BP said the final bill for the 2010 Gulf of Mexico oil spill will be $61.6bn (£46.2bn).
The company believes that any further claims related to the spill will “not have a material impact”.
On 20 April 2010, the Deepwater Horizon drilling rig exploded in the Gulf of Mexico, killing 11 workers and causing an oil spill that soon became the worst environmental disaster in US history.
Since then BP has been paying hefty fines, compensation and legal bills.
Last year, chief executive Bob Dudley described the fire on the Deepwater Horizon and its aftermath as “a near death experience” for the firm.
He said it had shaken the company “to its core” and led to a complete change in its organisational structure.
“Sometimes it takes a near death experience to radically change a company. It was a forced focussing down of what we do, it was: ‘This is what we need to do to survive’,” Mr Dudley said on the BBC’s Today Programme.
The company sold off more than £30bn ($45bn) in assets to help cover the costs of the spill.

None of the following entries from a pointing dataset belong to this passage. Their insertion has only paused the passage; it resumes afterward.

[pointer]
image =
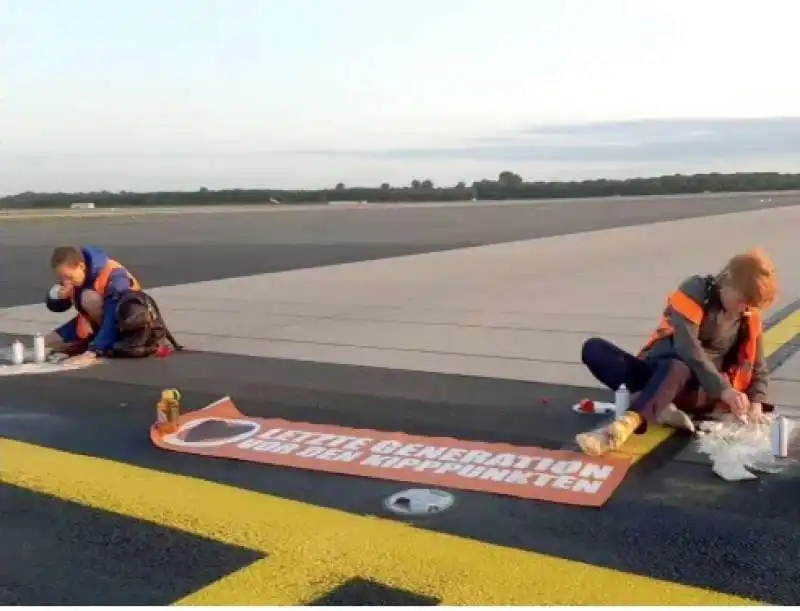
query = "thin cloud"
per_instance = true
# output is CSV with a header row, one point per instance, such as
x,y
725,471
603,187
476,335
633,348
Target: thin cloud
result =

“Over the past few months we’ve made significant progress resolving outstanding Deepwater Horizon claims and today we can estimate all the material liabilities remaining from the incident,” Brian Gilvary, BP chief financial officer said in a statement. “Importantly, we have a clear plan for managing these costs and it provides our investors with certainty going forward.”
In October of last year, BP agreed to pay $20bn (£13.2bn) to settle claims with the US government stemming from the spill.
That settlement was the largest the US government had ever reached with a single company.